Hablábamos sobre los derechos fundamentales a raíz de los centros de detención de Guantánamo y todo lo que siguió: torturas, tratos crueles, retenciones prolongadas sin cargo alguno... Y entonces la alumna se hizo explicar: mucho concepto abstracto en filosofía y poca realidad. El mundo va por un lado –venía a decir– y la teoría por otro. Y concluyó con algo que podía haberse dicho hoy: ocurre lo mismo que con las mentiras de los políticos. Nunca le convenció lo que Platón mantenía en La República: pese a que la verdad deba ser valorada sobre todas las cosas, la mentira puede ser útil en la política para preservar el control y la justicia del Estado.

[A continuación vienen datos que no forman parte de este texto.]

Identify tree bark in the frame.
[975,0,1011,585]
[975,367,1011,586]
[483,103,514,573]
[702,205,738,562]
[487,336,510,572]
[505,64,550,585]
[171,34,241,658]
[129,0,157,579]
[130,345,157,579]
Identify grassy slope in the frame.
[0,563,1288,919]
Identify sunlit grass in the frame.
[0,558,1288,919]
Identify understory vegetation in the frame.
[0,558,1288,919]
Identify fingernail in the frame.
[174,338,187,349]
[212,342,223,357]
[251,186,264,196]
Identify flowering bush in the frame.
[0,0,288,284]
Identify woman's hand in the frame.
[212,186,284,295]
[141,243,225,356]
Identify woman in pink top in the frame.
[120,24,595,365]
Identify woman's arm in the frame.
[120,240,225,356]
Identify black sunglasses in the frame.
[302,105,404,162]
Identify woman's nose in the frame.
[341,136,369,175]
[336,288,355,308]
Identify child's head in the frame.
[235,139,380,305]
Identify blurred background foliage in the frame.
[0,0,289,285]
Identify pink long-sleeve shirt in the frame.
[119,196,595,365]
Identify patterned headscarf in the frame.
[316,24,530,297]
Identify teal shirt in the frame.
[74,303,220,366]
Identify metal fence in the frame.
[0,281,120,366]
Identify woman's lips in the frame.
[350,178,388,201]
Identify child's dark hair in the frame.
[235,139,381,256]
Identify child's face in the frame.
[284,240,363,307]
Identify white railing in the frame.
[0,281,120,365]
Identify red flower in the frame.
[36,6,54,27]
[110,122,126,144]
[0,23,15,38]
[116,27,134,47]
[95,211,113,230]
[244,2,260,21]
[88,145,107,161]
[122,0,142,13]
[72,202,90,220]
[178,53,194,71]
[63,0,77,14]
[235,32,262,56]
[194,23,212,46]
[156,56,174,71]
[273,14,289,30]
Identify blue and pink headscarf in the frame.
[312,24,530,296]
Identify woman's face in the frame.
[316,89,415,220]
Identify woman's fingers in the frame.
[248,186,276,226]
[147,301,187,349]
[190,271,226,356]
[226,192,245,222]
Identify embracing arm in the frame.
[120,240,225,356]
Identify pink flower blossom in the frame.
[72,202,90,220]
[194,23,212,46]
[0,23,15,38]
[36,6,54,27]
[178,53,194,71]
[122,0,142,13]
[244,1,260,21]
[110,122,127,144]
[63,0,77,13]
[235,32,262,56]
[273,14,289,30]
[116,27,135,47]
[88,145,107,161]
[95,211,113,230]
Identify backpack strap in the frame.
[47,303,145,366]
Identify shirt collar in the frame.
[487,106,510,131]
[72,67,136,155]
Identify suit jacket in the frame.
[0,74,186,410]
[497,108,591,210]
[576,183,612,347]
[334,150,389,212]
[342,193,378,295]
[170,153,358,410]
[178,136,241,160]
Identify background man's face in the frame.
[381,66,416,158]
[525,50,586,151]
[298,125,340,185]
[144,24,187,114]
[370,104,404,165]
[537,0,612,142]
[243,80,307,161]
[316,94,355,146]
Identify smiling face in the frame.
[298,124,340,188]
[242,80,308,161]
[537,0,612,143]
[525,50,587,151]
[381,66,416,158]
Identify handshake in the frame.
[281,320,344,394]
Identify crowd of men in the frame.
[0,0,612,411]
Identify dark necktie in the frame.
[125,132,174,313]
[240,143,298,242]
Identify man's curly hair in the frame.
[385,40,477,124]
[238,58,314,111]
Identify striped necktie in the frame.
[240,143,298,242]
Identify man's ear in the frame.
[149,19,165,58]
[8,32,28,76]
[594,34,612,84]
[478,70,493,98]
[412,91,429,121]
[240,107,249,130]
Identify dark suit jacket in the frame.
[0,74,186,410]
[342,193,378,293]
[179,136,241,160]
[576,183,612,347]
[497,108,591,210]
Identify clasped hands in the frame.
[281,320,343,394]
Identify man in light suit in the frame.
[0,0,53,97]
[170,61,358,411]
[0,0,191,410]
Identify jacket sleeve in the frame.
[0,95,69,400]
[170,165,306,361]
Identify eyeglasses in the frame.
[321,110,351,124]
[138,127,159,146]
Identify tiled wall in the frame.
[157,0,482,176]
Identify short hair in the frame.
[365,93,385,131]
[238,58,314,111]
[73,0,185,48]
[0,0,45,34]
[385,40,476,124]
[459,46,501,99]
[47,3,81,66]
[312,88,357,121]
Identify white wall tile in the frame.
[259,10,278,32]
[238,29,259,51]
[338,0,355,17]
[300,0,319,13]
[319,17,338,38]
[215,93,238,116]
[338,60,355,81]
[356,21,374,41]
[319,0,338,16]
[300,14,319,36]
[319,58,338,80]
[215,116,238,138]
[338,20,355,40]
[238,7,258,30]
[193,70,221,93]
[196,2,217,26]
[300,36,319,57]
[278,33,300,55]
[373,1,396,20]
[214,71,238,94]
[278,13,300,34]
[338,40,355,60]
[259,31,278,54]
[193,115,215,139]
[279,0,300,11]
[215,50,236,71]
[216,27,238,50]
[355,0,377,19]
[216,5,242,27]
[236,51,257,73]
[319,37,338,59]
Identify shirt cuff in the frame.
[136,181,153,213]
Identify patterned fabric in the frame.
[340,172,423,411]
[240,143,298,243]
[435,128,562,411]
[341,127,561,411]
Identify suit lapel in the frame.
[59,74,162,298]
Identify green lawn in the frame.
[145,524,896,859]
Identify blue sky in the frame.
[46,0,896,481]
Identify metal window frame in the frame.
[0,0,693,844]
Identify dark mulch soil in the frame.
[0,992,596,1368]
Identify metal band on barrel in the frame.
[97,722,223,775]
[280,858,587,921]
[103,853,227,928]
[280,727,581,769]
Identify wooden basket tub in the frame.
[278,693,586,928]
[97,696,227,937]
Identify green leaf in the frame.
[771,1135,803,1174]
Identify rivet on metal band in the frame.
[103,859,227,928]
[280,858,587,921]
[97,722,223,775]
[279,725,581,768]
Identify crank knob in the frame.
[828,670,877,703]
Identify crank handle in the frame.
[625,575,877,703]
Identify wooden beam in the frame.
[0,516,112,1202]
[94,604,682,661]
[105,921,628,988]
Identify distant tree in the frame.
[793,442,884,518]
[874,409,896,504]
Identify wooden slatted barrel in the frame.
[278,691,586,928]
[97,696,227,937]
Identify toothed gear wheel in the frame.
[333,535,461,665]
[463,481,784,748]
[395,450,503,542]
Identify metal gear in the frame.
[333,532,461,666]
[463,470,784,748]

Obviamente, le perdí la pista a esta alumna, y en cierto modo me tranquiliza no tenerla delante, porque ni podría ni sabría explicarle lo que vendría después: desde la ficción de las armas de destrucción masiva en Irak para justificar una guerra, hasta el drama palestino (y entre lo uno y lo otro, el inmenso paréntesis de males que queramos incluir). Y a modo de colofón –para quien se atreva a explicar los Derechos Humanos hoy– la reciente escena del embajador de Israel, Gilad Erdan, triturando una copia de la carta fundacional de la ONU ante el mundo. La misma ONU que en 1948 declaró el establecimiento de un Estado judío y la partición de Palestina.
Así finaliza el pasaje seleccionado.